Agganis Arena is a 7,200-seat multi-purpose arena in Boston, Massachusetts, United States, on the campus of Boston University, built on the location of the former Commonwealth Armory. It is home to the five-time national champion Boston University Terriers men's ice hockey team. It is named after Harry Agganis, an outstanding football and baseball athlete for BU and the Boston Red Sox, who died at the age of 26 from a massive pulmonary embolism. A life-size bronze statue of Agganis sculpted by Armand LaMontagne stands outside the arena at the corner of Commonwealth Avenue and Harry Agganis Way. The hockey rink is named Jack Parker Rink, after the legendary BU hockey player and coach. The arena is part of Boston University's John Hancock Student Village, which also includes dormitories and the university's five-story Fitness and Recreation Center.

Agganis was dedicated in 2004 and hosted its first event in 2005. It replaced Walter Brown Arena, located at the Case Athletic Center, as the home of BU Men's Ice Hockey, though Walter Brown Arena is still in use as the home of BU Women's Ice Hockey. 

In the arena's first decade, Boston University basketball played select home games at Agganis, with the remainder being played at Case Gym.

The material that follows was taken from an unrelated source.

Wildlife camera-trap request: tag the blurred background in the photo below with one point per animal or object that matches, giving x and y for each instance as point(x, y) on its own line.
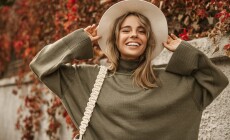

The school made the decision before the 2015-2016 season to move all home games back to Case Gym due to poor attendance at Agganis. The last BU basketball game played at Agganis was a 77-70 loss to rival Holy Cross on Feb. 28, 2015.

It serves as a regional auditorium for large events, including concerts, ceremonies of other schools such as Berklee College of Music, musicals, awareness events, and appearances by speakers such as Barack Obama and Dave Chappelle.

Since 2008, Agganis has hosted the annual CRASH-B World Indoor Rowing Championship.

Tournaments

America East Basketball
It hosted the first rounds of the 2007 America East men's basketball tournament and the finals in 2011.

NCAA Frozen Four
Agganis Arena also hosted the 2009 Women's Frozen Four. The venue was also selected to host the 2020 Women's Frozen Four before the tournament was cancelled due to the COVID-19 pandemic.

Other events
The arena hosted TNA Wrestling's anniversary show Slammiversary on June 2, 2013.

In January 2018, the arena hosted the playoff stage for the ELEAGUE Major tournament for Counter-Strike: Global Offensive. It was the first time in the game's history that a North American team (Cloud9) won a major-level tournament.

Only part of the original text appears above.